Memory was a million dollars a megabyte as late as 1970.
I agree. Most people don't realize just how big a problem memory was in the early years of computers. People think about how to implement the ALU with various technologies, but memory is where things get sticky.
Core memory was much better than the earlier approaches you described, and is really the only way to go for a pre-DRAM computer. Once core memory came along, the other approaches vanished. The IBM tube computers used dynamically-refreshed capacitors for register storage (called a Havens Delay Unit), but I agree that capacitor memory is a strange choice for main memory since it needs O(N) tubes.
> You don't need a barrel shifter. You can shift one bit at a time. It's slower, but takes far fewer components.
I think I've finally found someone to ask this question.
How many transistors and space did it take to implement a 8-bit barrel shifter in the 1980s? I found the computing capabilities of 8-bit CPUs in retrocomputers, like the Z80 or 6809, were actually not too bad. With shift-and-add, a lot of computation can be done effectively, but their biggest limitation is the lack of a barrel shifter. Without one, no constant-time bitshift is possible with variable step, you have to shift 1-bit at a time. Performance could be boosted dramatically if a single 8-bit barrel shifter is included, and would open the avenue of a lot of optimization techniques for graphics as well.
Why didn't they include one? Especially when you consider that the Z80 was an "ultimate upgrade" of the Intel 8080, and the 6809 was the "ultimate upgrade" of the 6800.

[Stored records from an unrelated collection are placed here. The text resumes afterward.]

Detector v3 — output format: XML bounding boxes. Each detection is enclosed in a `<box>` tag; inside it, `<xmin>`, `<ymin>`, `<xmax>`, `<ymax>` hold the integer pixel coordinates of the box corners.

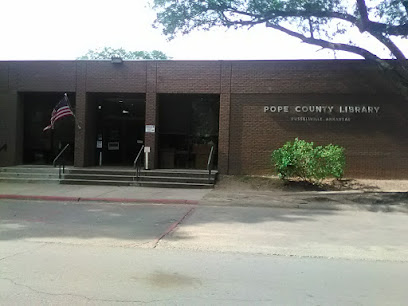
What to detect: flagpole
<box><xmin>64</xmin><ymin>93</ymin><xmax>82</xmax><ymax>130</ymax></box>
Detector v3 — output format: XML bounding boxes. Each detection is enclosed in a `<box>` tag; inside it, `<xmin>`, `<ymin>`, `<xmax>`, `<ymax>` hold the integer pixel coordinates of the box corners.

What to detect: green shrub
<box><xmin>272</xmin><ymin>138</ymin><xmax>345</xmax><ymax>183</ymax></box>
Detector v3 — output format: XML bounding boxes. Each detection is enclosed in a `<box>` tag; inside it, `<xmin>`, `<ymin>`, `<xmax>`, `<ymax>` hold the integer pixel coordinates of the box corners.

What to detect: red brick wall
<box><xmin>0</xmin><ymin>60</ymin><xmax>408</xmax><ymax>178</ymax></box>
<box><xmin>229</xmin><ymin>94</ymin><xmax>408</xmax><ymax>178</ymax></box>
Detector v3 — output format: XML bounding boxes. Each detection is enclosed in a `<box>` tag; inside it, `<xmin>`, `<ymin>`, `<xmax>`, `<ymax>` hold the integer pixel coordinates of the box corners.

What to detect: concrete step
<box><xmin>0</xmin><ymin>177</ymin><xmax>60</xmax><ymax>184</ymax></box>
<box><xmin>66</xmin><ymin>168</ymin><xmax>218</xmax><ymax>178</ymax></box>
<box><xmin>63</xmin><ymin>173</ymin><xmax>134</xmax><ymax>182</ymax></box>
<box><xmin>60</xmin><ymin>179</ymin><xmax>214</xmax><ymax>188</ymax></box>
<box><xmin>0</xmin><ymin>166</ymin><xmax>61</xmax><ymax>174</ymax></box>
<box><xmin>136</xmin><ymin>176</ymin><xmax>215</xmax><ymax>184</ymax></box>
<box><xmin>63</xmin><ymin>173</ymin><xmax>215</xmax><ymax>184</ymax></box>
<box><xmin>0</xmin><ymin>172</ymin><xmax>58</xmax><ymax>179</ymax></box>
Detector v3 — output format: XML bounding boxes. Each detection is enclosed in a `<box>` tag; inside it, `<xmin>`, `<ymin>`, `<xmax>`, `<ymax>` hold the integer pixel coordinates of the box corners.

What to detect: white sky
<box><xmin>0</xmin><ymin>0</ymin><xmax>408</xmax><ymax>60</ymax></box>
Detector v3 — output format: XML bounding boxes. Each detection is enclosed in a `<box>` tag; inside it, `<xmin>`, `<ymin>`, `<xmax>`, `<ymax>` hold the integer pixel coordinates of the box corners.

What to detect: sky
<box><xmin>0</xmin><ymin>0</ymin><xmax>408</xmax><ymax>60</ymax></box>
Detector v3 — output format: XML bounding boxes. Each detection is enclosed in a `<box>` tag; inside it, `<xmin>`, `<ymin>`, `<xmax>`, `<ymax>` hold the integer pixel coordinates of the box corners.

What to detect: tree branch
<box><xmin>228</xmin><ymin>4</ymin><xmax>408</xmax><ymax>36</ymax></box>
<box><xmin>266</xmin><ymin>22</ymin><xmax>380</xmax><ymax>60</ymax></box>
<box><xmin>357</xmin><ymin>0</ymin><xmax>370</xmax><ymax>28</ymax></box>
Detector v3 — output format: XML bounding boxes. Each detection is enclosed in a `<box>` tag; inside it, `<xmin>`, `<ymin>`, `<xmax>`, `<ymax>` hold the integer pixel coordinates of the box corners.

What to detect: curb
<box><xmin>0</xmin><ymin>194</ymin><xmax>198</xmax><ymax>205</ymax></box>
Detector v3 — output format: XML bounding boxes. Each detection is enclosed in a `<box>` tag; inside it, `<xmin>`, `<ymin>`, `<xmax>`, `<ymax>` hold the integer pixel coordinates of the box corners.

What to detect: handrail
<box><xmin>133</xmin><ymin>145</ymin><xmax>144</xmax><ymax>181</ymax></box>
<box><xmin>52</xmin><ymin>143</ymin><xmax>69</xmax><ymax>167</ymax></box>
<box><xmin>52</xmin><ymin>143</ymin><xmax>69</xmax><ymax>179</ymax></box>
<box><xmin>207</xmin><ymin>146</ymin><xmax>214</xmax><ymax>182</ymax></box>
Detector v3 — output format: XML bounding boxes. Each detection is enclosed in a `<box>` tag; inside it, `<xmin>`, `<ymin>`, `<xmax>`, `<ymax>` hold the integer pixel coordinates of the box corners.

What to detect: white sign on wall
<box><xmin>145</xmin><ymin>124</ymin><xmax>156</xmax><ymax>133</ymax></box>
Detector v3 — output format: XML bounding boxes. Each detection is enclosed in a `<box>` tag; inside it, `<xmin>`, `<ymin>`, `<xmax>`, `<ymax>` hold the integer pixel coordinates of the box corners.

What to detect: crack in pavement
<box><xmin>153</xmin><ymin>206</ymin><xmax>196</xmax><ymax>249</ymax></box>
<box><xmin>0</xmin><ymin>277</ymin><xmax>276</xmax><ymax>304</ymax></box>
<box><xmin>0</xmin><ymin>277</ymin><xmax>166</xmax><ymax>304</ymax></box>
<box><xmin>0</xmin><ymin>242</ymin><xmax>46</xmax><ymax>261</ymax></box>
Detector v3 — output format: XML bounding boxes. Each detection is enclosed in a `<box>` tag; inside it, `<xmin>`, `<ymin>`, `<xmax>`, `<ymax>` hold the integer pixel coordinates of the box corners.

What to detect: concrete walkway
<box><xmin>0</xmin><ymin>182</ymin><xmax>408</xmax><ymax>213</ymax></box>
<box><xmin>0</xmin><ymin>183</ymin><xmax>211</xmax><ymax>204</ymax></box>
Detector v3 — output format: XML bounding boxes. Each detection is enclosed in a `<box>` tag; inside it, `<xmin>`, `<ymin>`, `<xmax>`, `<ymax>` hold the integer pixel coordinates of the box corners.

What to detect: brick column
<box><xmin>218</xmin><ymin>62</ymin><xmax>232</xmax><ymax>174</ymax></box>
<box><xmin>145</xmin><ymin>62</ymin><xmax>159</xmax><ymax>169</ymax></box>
<box><xmin>74</xmin><ymin>61</ymin><xmax>89</xmax><ymax>167</ymax></box>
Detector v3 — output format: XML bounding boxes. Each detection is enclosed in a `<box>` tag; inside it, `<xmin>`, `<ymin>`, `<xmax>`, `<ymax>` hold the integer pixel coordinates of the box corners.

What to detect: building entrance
<box><xmin>158</xmin><ymin>94</ymin><xmax>220</xmax><ymax>169</ymax></box>
<box><xmin>19</xmin><ymin>92</ymin><xmax>75</xmax><ymax>165</ymax></box>
<box><xmin>93</xmin><ymin>94</ymin><xmax>145</xmax><ymax>166</ymax></box>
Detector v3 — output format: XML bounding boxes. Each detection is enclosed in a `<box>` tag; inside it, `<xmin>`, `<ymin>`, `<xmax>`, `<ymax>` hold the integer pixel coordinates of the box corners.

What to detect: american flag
<box><xmin>43</xmin><ymin>95</ymin><xmax>74</xmax><ymax>131</ymax></box>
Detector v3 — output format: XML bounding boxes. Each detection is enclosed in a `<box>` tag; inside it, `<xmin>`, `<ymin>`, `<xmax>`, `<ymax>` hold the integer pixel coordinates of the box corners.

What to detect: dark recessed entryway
<box><xmin>88</xmin><ymin>93</ymin><xmax>146</xmax><ymax>166</ymax></box>
<box><xmin>158</xmin><ymin>94</ymin><xmax>220</xmax><ymax>169</ymax></box>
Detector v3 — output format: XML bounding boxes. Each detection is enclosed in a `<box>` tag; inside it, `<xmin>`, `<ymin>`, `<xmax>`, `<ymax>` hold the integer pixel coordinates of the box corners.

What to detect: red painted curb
<box><xmin>0</xmin><ymin>194</ymin><xmax>198</xmax><ymax>204</ymax></box>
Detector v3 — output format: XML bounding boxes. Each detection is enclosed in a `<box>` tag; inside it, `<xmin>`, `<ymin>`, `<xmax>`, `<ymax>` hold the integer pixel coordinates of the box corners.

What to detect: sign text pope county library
<box><xmin>264</xmin><ymin>105</ymin><xmax>380</xmax><ymax>114</ymax></box>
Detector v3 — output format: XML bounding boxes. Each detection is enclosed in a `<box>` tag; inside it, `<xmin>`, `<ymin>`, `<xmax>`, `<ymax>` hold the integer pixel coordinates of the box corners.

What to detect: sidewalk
<box><xmin>0</xmin><ymin>182</ymin><xmax>408</xmax><ymax>212</ymax></box>
<box><xmin>0</xmin><ymin>182</ymin><xmax>211</xmax><ymax>204</ymax></box>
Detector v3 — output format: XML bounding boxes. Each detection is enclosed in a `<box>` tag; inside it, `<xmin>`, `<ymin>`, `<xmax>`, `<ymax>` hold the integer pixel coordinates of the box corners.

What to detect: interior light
<box><xmin>111</xmin><ymin>56</ymin><xmax>123</xmax><ymax>64</ymax></box>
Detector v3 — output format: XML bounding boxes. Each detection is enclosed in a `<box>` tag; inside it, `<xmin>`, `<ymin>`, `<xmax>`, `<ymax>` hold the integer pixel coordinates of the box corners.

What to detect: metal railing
<box><xmin>52</xmin><ymin>143</ymin><xmax>69</xmax><ymax>179</ymax></box>
<box><xmin>133</xmin><ymin>145</ymin><xmax>144</xmax><ymax>181</ymax></box>
<box><xmin>207</xmin><ymin>146</ymin><xmax>214</xmax><ymax>182</ymax></box>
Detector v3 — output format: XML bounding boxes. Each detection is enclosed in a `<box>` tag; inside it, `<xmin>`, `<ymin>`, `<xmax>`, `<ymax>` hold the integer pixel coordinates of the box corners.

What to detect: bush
<box><xmin>272</xmin><ymin>138</ymin><xmax>345</xmax><ymax>183</ymax></box>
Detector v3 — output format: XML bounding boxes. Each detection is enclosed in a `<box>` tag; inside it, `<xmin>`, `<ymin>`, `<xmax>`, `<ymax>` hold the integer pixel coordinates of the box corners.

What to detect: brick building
<box><xmin>0</xmin><ymin>60</ymin><xmax>408</xmax><ymax>178</ymax></box>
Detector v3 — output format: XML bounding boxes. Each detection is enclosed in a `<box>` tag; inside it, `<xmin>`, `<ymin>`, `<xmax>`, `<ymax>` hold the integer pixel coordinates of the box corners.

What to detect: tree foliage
<box><xmin>151</xmin><ymin>0</ymin><xmax>408</xmax><ymax>97</ymax></box>
<box><xmin>78</xmin><ymin>47</ymin><xmax>169</xmax><ymax>60</ymax></box>
<box><xmin>271</xmin><ymin>138</ymin><xmax>346</xmax><ymax>183</ymax></box>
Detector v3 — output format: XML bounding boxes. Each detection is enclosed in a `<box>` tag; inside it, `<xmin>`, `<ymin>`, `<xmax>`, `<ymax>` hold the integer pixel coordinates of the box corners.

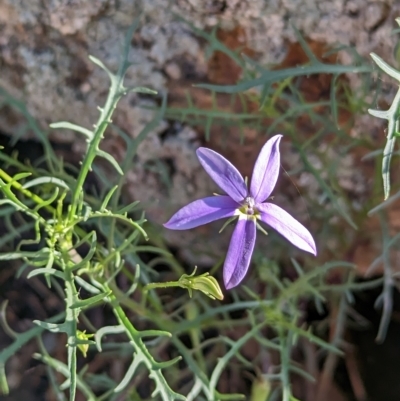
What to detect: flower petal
<box><xmin>223</xmin><ymin>218</ymin><xmax>256</xmax><ymax>290</ymax></box>
<box><xmin>257</xmin><ymin>203</ymin><xmax>317</xmax><ymax>255</ymax></box>
<box><xmin>196</xmin><ymin>148</ymin><xmax>247</xmax><ymax>203</ymax></box>
<box><xmin>164</xmin><ymin>196</ymin><xmax>240</xmax><ymax>230</ymax></box>
<box><xmin>250</xmin><ymin>135</ymin><xmax>282</xmax><ymax>203</ymax></box>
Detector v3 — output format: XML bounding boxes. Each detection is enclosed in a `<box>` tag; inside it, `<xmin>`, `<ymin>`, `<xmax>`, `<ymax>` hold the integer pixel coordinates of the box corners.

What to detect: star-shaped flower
<box><xmin>164</xmin><ymin>135</ymin><xmax>317</xmax><ymax>289</ymax></box>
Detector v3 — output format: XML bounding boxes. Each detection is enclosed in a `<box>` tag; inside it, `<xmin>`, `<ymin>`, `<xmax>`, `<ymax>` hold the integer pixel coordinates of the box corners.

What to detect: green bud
<box><xmin>179</xmin><ymin>267</ymin><xmax>224</xmax><ymax>301</ymax></box>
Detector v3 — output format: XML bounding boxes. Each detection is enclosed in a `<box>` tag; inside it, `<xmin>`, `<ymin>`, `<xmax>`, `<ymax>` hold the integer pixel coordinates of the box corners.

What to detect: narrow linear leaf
<box><xmin>96</xmin><ymin>149</ymin><xmax>124</xmax><ymax>175</ymax></box>
<box><xmin>70</xmin><ymin>291</ymin><xmax>111</xmax><ymax>309</ymax></box>
<box><xmin>94</xmin><ymin>325</ymin><xmax>125</xmax><ymax>352</ymax></box>
<box><xmin>27</xmin><ymin>267</ymin><xmax>65</xmax><ymax>280</ymax></box>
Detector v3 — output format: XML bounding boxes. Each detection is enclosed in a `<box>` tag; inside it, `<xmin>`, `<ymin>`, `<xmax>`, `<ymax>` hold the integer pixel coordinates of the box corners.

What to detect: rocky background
<box><xmin>0</xmin><ymin>0</ymin><xmax>400</xmax><ymax>264</ymax></box>
<box><xmin>0</xmin><ymin>0</ymin><xmax>400</xmax><ymax>401</ymax></box>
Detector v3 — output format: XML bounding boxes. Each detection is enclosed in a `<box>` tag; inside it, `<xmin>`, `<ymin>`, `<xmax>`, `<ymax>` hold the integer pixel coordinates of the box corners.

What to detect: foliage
<box><xmin>0</xmin><ymin>13</ymin><xmax>400</xmax><ymax>401</ymax></box>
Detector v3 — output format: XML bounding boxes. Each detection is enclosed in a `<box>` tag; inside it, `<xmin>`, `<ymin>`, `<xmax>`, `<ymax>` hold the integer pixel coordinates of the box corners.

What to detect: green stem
<box><xmin>0</xmin><ymin>169</ymin><xmax>55</xmax><ymax>213</ymax></box>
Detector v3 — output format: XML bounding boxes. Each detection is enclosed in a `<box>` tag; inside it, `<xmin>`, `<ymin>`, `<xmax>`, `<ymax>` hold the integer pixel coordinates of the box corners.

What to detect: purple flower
<box><xmin>164</xmin><ymin>135</ymin><xmax>317</xmax><ymax>289</ymax></box>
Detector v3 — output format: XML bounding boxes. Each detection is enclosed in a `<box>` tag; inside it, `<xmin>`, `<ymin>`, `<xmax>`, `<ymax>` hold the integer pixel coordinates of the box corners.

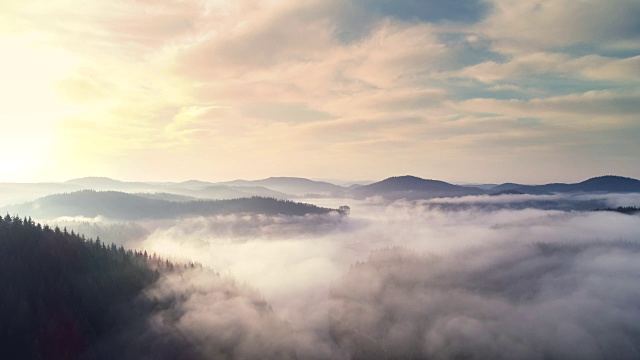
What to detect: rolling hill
<box><xmin>8</xmin><ymin>190</ymin><xmax>338</xmax><ymax>221</ymax></box>
<box><xmin>491</xmin><ymin>175</ymin><xmax>640</xmax><ymax>194</ymax></box>
<box><xmin>350</xmin><ymin>176</ymin><xmax>486</xmax><ymax>200</ymax></box>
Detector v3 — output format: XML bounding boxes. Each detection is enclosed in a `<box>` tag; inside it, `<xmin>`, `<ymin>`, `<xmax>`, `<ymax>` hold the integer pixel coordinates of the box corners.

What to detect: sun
<box><xmin>0</xmin><ymin>38</ymin><xmax>74</xmax><ymax>181</ymax></box>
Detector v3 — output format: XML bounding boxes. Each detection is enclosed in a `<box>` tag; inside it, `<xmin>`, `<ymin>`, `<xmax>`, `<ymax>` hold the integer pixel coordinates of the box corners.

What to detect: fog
<box><xmin>106</xmin><ymin>195</ymin><xmax>640</xmax><ymax>359</ymax></box>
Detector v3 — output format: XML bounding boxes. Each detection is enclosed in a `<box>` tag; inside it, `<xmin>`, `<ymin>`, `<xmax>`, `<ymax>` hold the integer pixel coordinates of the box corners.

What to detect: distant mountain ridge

Was it technical limitations, i.e. even a 8-bit barrel shifter is still too expensive for a 8-bit chip? Or was it that the cost of additional shift instructions decoding/processing is much higher than the barrel shifter itself? Or was it the lack of demand, i.e. it could be done reasonably well with acceptable cost, but simply no commercial reason in the 8-bit era to add one?
I examined the ARM-1's barrel shifter on the die . It takes roughly 10% of the chip so it's a fairly hefty investment.
8-bit chips probably didn't have a barrel shifter because they were very limited in functionality. (I didn't realize how limited until I looked at mainframes of the time.) Functions like multiply and divide are more useful than barrel shifting, and those were missing too. Barrel shifting is sort of a frill. As for the Z80, it was very, very tight on space so it's not surprising the barrel shifter was lacking. It didn't even have an 8-bit ALU; it had a 4-bit ALU that was used twice per operation.
> I examined the ARM-1's barrel shifter on the die. It takes roughly 10% of the chip so it's a fairly hefty investment.
> Functions like multiply and divide are more useful than barrel shifting, and those were missing too.
My thought was that the lack of multiplier/divider can be somewhat compensated by adding a cheaper 8-bit barrel shifter instead. So according to your analysis, apparently even that didn't make economic sense for a 8-bit chip.
Thanks a lot for giving an authoritative assessment, Ken!
Most of the 8-bit microprocessors I'm aware of -- including the Z80 and 6800 -- only had single-bit shift/rotate instructions, which didn't require a barrel shifter. Variable shift instructions were comparatively rare.
Besides, a 32-bit barrel shifter is considerably more complex than an 8-bit one. It's not just four times larger to deal with the wider operands; it also needs another two levels of muxes, making it closer to 6x as complex.
> most of the 8-bit microprocessors only had single-bit shift/rotate instructions
Yes, they don't have a barrel shifter because they don't have variable shift instructions. But unfortunately, you didn't answer the actual question: Why didn't they have it then? As I've already asked, Was it technical/cost limitations? Or was it simply the lack of demand/commercial reasons to add one?